Ernestina Pérez Barahona (8 August 1865, Valparaíso, Chile – 1951) was a Chilean physician and feminist activist known for being one of the first female students of medicine at the University of Chile and for being the second woman physician in Latin America, graduating just days after Eloísa Díaz.

== Education ==
Pérez Barahona received her secondary education at the Lebrun Pinochet School. She received a Bachelor of Letters degree in 1883 and began her study of medicine later in the same year. In January 1887, she received her Physician and Surgeon degree and title. She left for Berlin in 1888, entering the Frederick Wilhelm University (now known as Humboldt University of Berlin). She took classes alongside men, but administrators installed a screen to prevent the other students from seeing her. She was the first woman to study medicine at the University. Two years later, she went to Paris to continue her studies.

== Career ==
Pérez Barahona returned to Chile in 1894. She practiced medicine at San Borja Hospital and taught classes for female students at the request of President José Manuel Balmaceda. She made another trip to Europe in 1910, publishing her book Compendio de Ginecologia in Leipzig in 1910. While in Germany, the Medical Academy of Berlin appointed her as an honorary member. She was the first person from South America to become a member.

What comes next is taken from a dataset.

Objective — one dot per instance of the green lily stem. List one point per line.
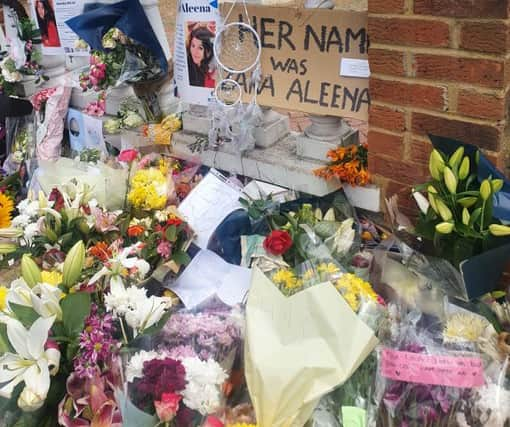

Throughout her career, she was particularly interested in women's health and personal hygiene and advocated for women's education. She was part of a lecture circle, women's club, and the Chilean Red Cross, and founded an association for university women. Related to her interest in public health and hygiene, she was concerned about alcoholism and how it would affect Chileans.

Many years after her death, the Chilean Women's Union (La Unión Chilena De Mujeres) convened a special meeting in her honor, including a speech by Elena Caffarena. They honored her for opening up the field of medicine for women in South America and her feminist advocacy.